The diagrams above summarize derivation and policy checks; see also [docs/diagrams/compile-time-contracts/guide.md](docs/diagrams/compile-time-contracts/guide.md) for narrative.

## Examples & demos

- Examples module: [modules/examples](modules/examples) (runnable demos)
- Optional Deequ mode: add `-Dff.quality.mode=deequ` (auto‑enables when on classpath)

## Documentation map

- Start here: [docs/start-here.md](docs/start-here.md); quick: [docs/getting-started.md](docs/getting-started.md)
- Why compile‑time: [docs/why-compile-time.md](docs/why-compile-time.md)
- How it fails: [docs/how-it-fails.md](docs/how-it-fails.md)
- Public API: [docs/public-api.md](docs/public-api.md)
- ADR index: [docs/adr/INDEX.md](docs/adr/INDEX.md)
- Evidence: [docs/evidence](docs/evidence) (e.g., [scala3-alignment.md](docs/evidence/scala3-alignment.md))
- Plan & Readiness: [docs/plan/v1.0-readiness.md](docs/plan/v1.0-readiness.md), [docs/quality/release-criteria.md](docs/plan/release-criteria.md)
- Talks: [docs/talks](docs/talks) (WHY→HOW→WHAT outline)

## Release & versioning

- CHANGELOG: [CHANGELOG.md](CHANGELOG.md)
- Security: [SECURITY.md](SECURITY.md)
- v1.0 Plan/Readiness: [docs/plan/v1.0-readiness.md](docs/plan/v1.0-readiness.md), [docs/quality/release-criteria.md](docs/plan/release-criteria.md)

## FAQ

- Scala 3?
- Core compiles on Scala 3; engines depend on Spark/Flink ecosystem (Spark 3.x limits Scala 3 today).
- Why compile‑time vs tests?
- Tests are sampled; compile‑time proofs are exhaustive for shapes and policy compatibility.
- How does this compare to Databricks DLT/Dagster/dbt?
- They perform runtime/CI checks; FlowForge enforces compile‑time gates and typestate builder. See docs/evidence for deeper comparisons.

## Contributing

We welcome folks from Python/ETL backgrounds and JVM veterans alike. Start with [docs/contributing/HANDBOOK.md](docs/contributing/HANDBOOK.md), then pick an issue. Please run `sbt scalafmtAll` and `sbt "scalafixAll"` before submitting.

## License

[Apache 2.0](LICENSE)

---
### Flowforge Hybrid Licensing Model

Flowforge adopts a hybrid licensing structure combining open innovation and IP protection.

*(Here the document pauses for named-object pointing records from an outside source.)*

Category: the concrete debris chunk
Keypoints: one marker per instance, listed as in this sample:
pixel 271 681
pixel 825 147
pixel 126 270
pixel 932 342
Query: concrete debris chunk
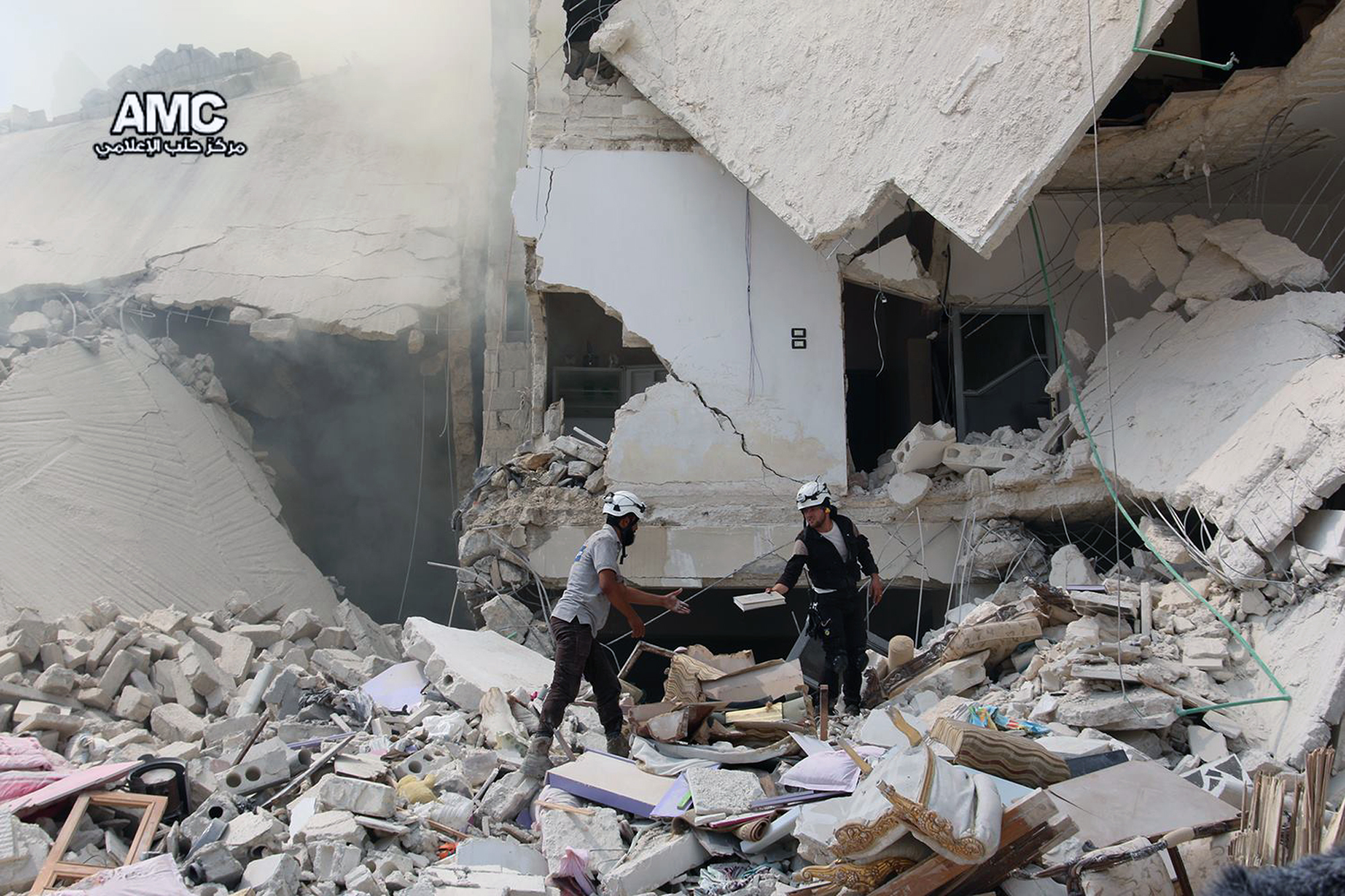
pixel 360 797
pixel 1272 259
pixel 580 450
pixel 1214 276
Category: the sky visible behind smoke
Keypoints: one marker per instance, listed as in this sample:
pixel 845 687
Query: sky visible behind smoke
pixel 41 37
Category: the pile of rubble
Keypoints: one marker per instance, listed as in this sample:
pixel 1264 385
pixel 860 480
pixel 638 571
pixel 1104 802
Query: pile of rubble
pixel 323 758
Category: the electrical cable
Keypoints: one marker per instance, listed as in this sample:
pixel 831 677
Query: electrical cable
pixel 1112 490
pixel 420 489
pixel 754 364
pixel 1106 322
pixel 878 337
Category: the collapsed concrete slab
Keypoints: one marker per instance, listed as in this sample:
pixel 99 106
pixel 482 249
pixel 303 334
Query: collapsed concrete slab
pixel 894 100
pixel 111 460
pixel 707 321
pixel 1218 130
pixel 474 661
pixel 1246 431
pixel 1316 630
pixel 338 216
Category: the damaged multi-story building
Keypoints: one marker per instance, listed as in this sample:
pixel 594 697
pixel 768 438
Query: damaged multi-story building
pixel 766 247
pixel 1048 296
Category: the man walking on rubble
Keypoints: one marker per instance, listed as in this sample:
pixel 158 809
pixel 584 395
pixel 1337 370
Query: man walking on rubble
pixel 835 552
pixel 594 588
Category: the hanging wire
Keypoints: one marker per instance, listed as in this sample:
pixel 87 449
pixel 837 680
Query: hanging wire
pixel 1112 490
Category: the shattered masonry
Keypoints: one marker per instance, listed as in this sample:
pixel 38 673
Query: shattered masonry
pixel 742 235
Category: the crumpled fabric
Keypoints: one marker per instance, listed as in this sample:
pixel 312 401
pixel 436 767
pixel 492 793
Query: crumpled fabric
pixel 29 755
pixel 26 766
pixel 952 810
pixel 155 876
pixel 832 771
pixel 736 877
pixel 575 865
pixel 649 758
pixel 995 719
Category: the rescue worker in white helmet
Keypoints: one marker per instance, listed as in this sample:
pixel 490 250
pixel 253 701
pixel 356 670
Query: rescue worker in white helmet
pixel 594 588
pixel 836 553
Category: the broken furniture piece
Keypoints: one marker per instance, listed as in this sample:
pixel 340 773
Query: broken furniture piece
pixel 54 869
pixel 1011 756
pixel 1030 827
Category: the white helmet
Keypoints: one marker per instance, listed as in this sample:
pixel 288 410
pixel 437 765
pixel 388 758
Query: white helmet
pixel 813 494
pixel 618 503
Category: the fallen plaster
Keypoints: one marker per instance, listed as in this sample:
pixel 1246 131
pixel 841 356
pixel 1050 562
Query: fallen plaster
pixel 340 214
pixel 676 272
pixel 1249 432
pixel 1217 128
pixel 851 104
pixel 118 482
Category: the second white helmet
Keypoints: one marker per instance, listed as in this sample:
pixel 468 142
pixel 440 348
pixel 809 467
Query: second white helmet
pixel 618 503
pixel 813 494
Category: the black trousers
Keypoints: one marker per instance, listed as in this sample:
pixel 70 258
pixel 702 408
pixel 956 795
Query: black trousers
pixel 845 638
pixel 579 655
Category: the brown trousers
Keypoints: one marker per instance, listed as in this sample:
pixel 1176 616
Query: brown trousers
pixel 579 655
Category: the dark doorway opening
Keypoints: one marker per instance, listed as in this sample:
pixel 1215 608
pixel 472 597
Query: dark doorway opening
pixel 1004 360
pixel 1262 34
pixel 592 362
pixel 891 369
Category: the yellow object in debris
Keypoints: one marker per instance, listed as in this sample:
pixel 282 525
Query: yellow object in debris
pixel 415 790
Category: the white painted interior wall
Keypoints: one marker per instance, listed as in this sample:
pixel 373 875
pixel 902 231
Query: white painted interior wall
pixel 665 241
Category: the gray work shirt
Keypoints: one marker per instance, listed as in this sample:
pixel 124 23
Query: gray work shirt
pixel 584 599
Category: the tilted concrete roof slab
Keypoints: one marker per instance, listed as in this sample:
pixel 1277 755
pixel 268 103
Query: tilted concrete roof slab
pixel 342 213
pixel 118 482
pixel 1235 413
pixel 1233 126
pixel 827 111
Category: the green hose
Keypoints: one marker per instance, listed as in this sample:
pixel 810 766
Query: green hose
pixel 1140 30
pixel 1116 498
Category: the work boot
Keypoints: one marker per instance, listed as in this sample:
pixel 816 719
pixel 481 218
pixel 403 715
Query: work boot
pixel 539 758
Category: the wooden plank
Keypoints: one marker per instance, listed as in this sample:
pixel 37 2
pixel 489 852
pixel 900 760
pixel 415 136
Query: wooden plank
pixel 1105 604
pixel 938 872
pixel 1011 633
pixel 1009 756
pixel 57 869
pixel 1022 852
pixel 769 681
pixel 1136 799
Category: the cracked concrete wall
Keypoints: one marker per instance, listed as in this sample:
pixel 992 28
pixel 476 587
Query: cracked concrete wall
pixel 664 241
pixel 119 482
pixel 575 115
pixel 1235 412
pixel 342 214
pixel 969 112
pixel 691 556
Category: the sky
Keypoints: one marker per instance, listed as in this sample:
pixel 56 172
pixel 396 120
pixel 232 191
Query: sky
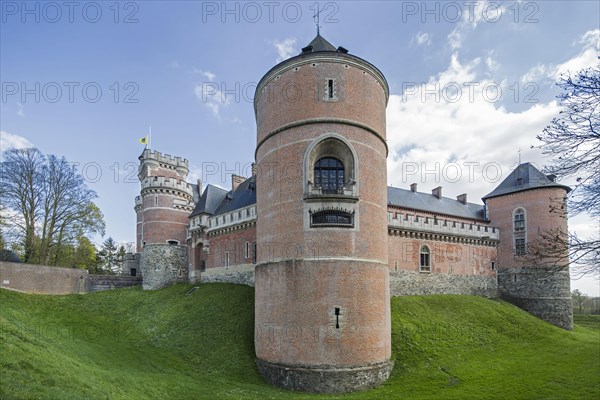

- **Legacy / historical releases** remain under MIT (for transparency and ecosystem continuity).
- **Active and future releases** (v1.0 and onward) are licensed under **AGPLv3** with additional Flowforge terms (“RESTRICTED COMMERCIAL & DERIVATIVE TERMS FOR FLOWFORGE” in `LICENSE`).
- **Commercial usage** (offering as SaaS, embedding in proprietary systems, or internal closed-source deployments) requires a separate **commercial license**. See `COMMERCIAL_LICENSE.md` for template.
- **Contributor License Agreement (CLA)** in `CLA.md` governs contribution terms, ensuring compatibility with the hybrid licensing framework.
- **Commercial exceptions** and **dual-licensing** are handled directly by Vitthal Mirji for partners and enterprise use.

The goal: protect Flowforge’s compile-time innovation while keeping community use free and open.